Fail to configure data ingestion from minio object storage

Hi Druiders,

I’m looking for a configuration allowing me to ingest data from minio object storage bucket.

I’m using local single nano quickstart with local for test.

I found some material to setup deep storage on minio but it is not my need. I want to setup ingestion.

I tinkered jets3t config and ioConfig part of the ingestion config, but this latter one does not allow to set a specific endpoint.

I mainly had two errors, first ‘host not found’ when it was trying to use bucket DNS but I override this config. And then “Unable to find a region via the region provider” but minio does not require region.

I’m lost…

Have you tried letting the UI create the ingestion spec for you? You would just use the S3 option but provide min.io specific details like host name, bucket, keys etc.

To my knowledge, the UI does not allow to specify a custom s3 endpoint.

The UI is a fancy way to automatically create the Ingestion Spec for your ingestion. You can use the UI as a starting point, build it like you would an S3 source and add/modify details pertaining to min.io and submit the result as your ingestion spec to Druid.

I know that, in the end, the UI produce a JSON describing the ingestion. But I haven’t found how to set a custom S3 endpoint in this description.

This should help: Native batch ingestion · Apache Druid

I know this page. It proposes AWS S3, Azure Blob and Google Cloud Storage - using “type” property - but no custom S3 endpoint.

I am not sure what you mean by a custom S3 endpoint? are you running minio locally?

I’m running minio on its own FQDN (https://mydomain.tld/) but even locally I would have to set the local endpoint (http://localhost:9000) somewhere. And it seems there is no way to do it.

You can set the endpoint using: druid.s3.endpoint.url

This can be found at S3-compatible · Apache Druid

If you want, I can try setting up a local minio instance and testing it out but this will take some time.

This extension allows you to do 2 things:

  • Ingest data from files stored in S3.
  • Write segments to deep storage in S3.

It proposes to set custom S3 endpoint for ingestion and for deep storage, once and for all. It seems to be a strong assumption. What if I want to use on prem minio for deep storage and ingest data from AWS.

One of my client is using an other COTS for object storage, S3 compatible. They have two endpoints per regions, one for low cost and one for high perf. They will want to mix offers and regions.

Do not bother. now I know where to look, I’ll use your tip as a workaround for my experimentation, and thanks for that. But it will not make its way to production, unfortunately.

Deep storage and ingestion are completely separate things and druid allows them to either be in the same or different S3 locations. There is no requirement for them to both use the same endpoint.

That’s good news,

But then there should be at least two location where I can set S3 endpoint, one for deepstorage, one for ingestion. I can’t find them.

Maybe this will help?

I wrote this a while ago on setting up Raspberry Pis but I was using Min.io for both Deep Storage and to ingest data – it works cool…

Thank for the message.

The thing is, minio works fine.

Just, how can I setup druid to have deepstorage on Minio and an ingestion on AWS S3 ?

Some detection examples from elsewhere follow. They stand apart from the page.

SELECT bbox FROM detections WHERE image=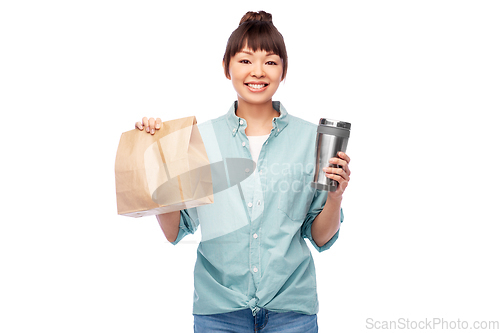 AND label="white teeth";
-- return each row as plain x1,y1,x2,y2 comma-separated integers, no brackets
248,83,265,89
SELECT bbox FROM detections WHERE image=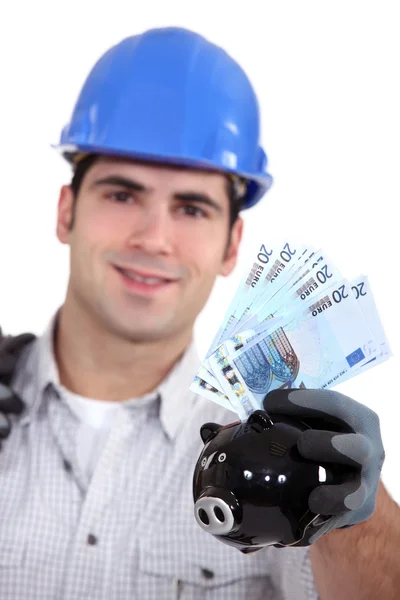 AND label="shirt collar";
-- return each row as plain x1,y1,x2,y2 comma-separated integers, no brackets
23,312,200,440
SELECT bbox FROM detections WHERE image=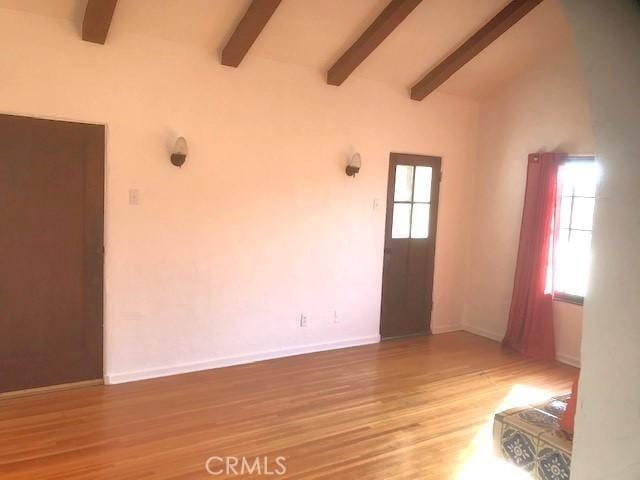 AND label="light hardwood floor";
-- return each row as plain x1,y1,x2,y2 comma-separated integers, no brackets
0,332,577,480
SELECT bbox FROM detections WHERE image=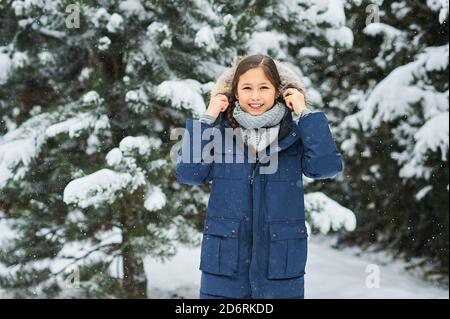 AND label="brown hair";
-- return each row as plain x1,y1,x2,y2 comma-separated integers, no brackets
226,54,303,128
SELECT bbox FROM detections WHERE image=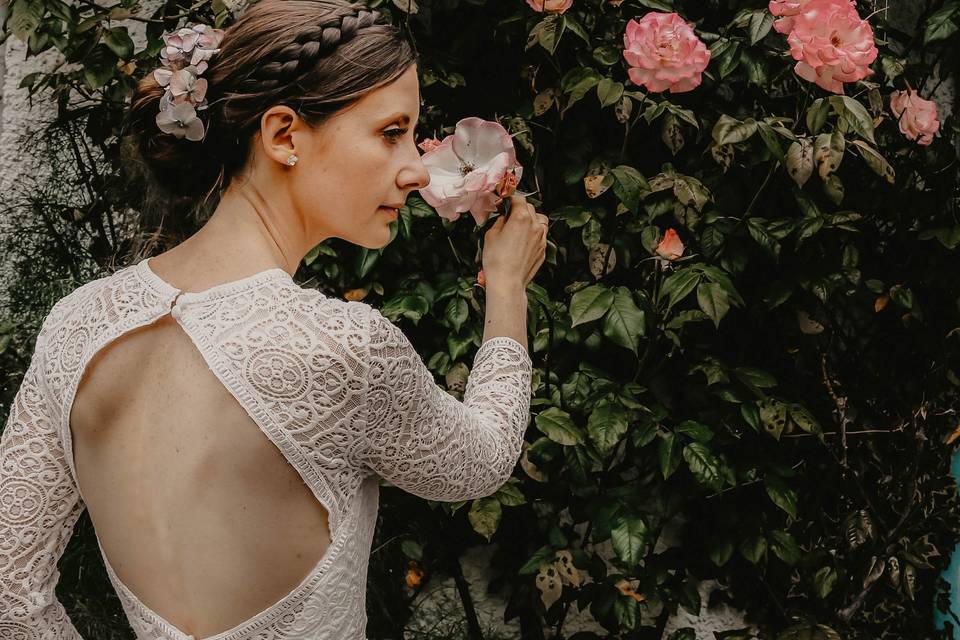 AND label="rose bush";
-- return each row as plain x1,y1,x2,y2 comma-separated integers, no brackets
890,88,940,145
0,0,960,640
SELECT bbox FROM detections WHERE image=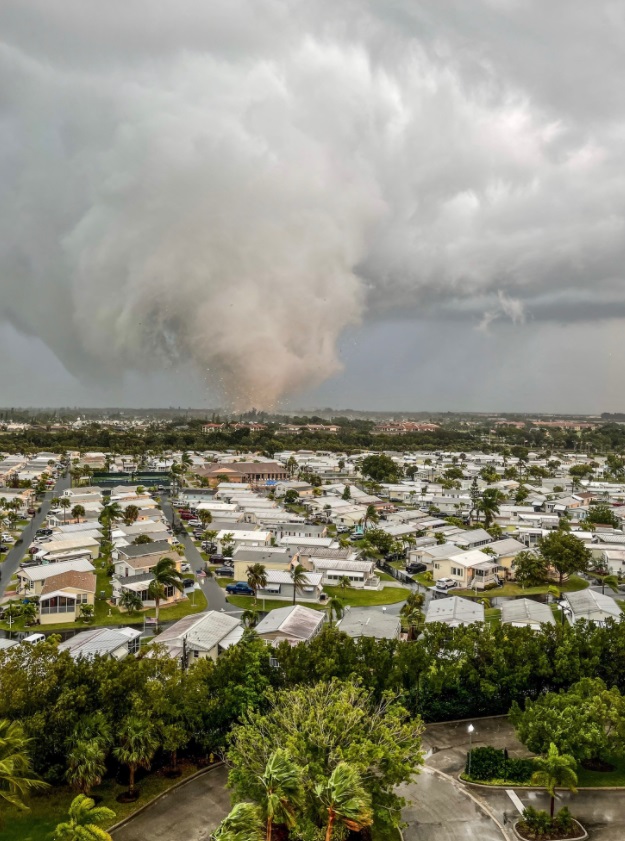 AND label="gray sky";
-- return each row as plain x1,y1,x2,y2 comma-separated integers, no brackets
0,0,625,412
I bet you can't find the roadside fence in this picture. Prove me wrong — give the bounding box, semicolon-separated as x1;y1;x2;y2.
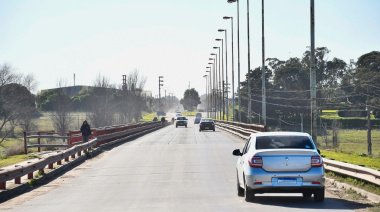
0;122;162;189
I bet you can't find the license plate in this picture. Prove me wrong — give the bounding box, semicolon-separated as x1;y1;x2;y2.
277;178;297;184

AHA sorry @setop … I think I understand that you want to basically mix and match – Deep Storage in Min.IO but then ingestion from S3? I’ve not seen any posts around-and-about that have the explicit config you’ll need… the closest that I got in the docs is here:
S3-compatible · Apache Druid
Native batch ingestion · Apache Druid

If you find a workaround / solution please do post here as I’d love to know…

I’m surprised it is not a more common case. After all deep storage where you store segments and ingestion source are totally uncorrelated but can use se same protocol (S3) by coincidence. They are tons of implementations of S3 compatible object storage. Make the assumption that it will be the same for deep storage and ingestion is a bit strong.

I have no solution right now, except using an additional component between ObjectStorage and Druid to process the data (that would solve my other issue too). I’m afraid it has to go through a feature request to allow to configure the S3 endpoint in any ingestion configuration.

I’ve ran into this setup, so basically I have my k8s sitting on cephfs as default SC, the mount to use PVC for deepstorage is fine but then I need to get some data from local S3 into druid. What this local setup is facing are:

  1. druid might need to ingest from different s3 endpoints, and druid-operator doesn’t seem to allow dynamic s3 setups. I totally gets setop’s comment about them being separated.

  2. Also, local s3 gets self-signed SSL for ingress, so basically an endpoint to https://s3.localhost.dev/BUCKET/test.json would create a bunch of error around ‘default’ region and that “cannot locate certificate” error by java.

So guess if anyone could try setup a local k8s running druid-operator, with a local self-signed minio as s3 endpoint will prove just how difficult it is. Any ideas?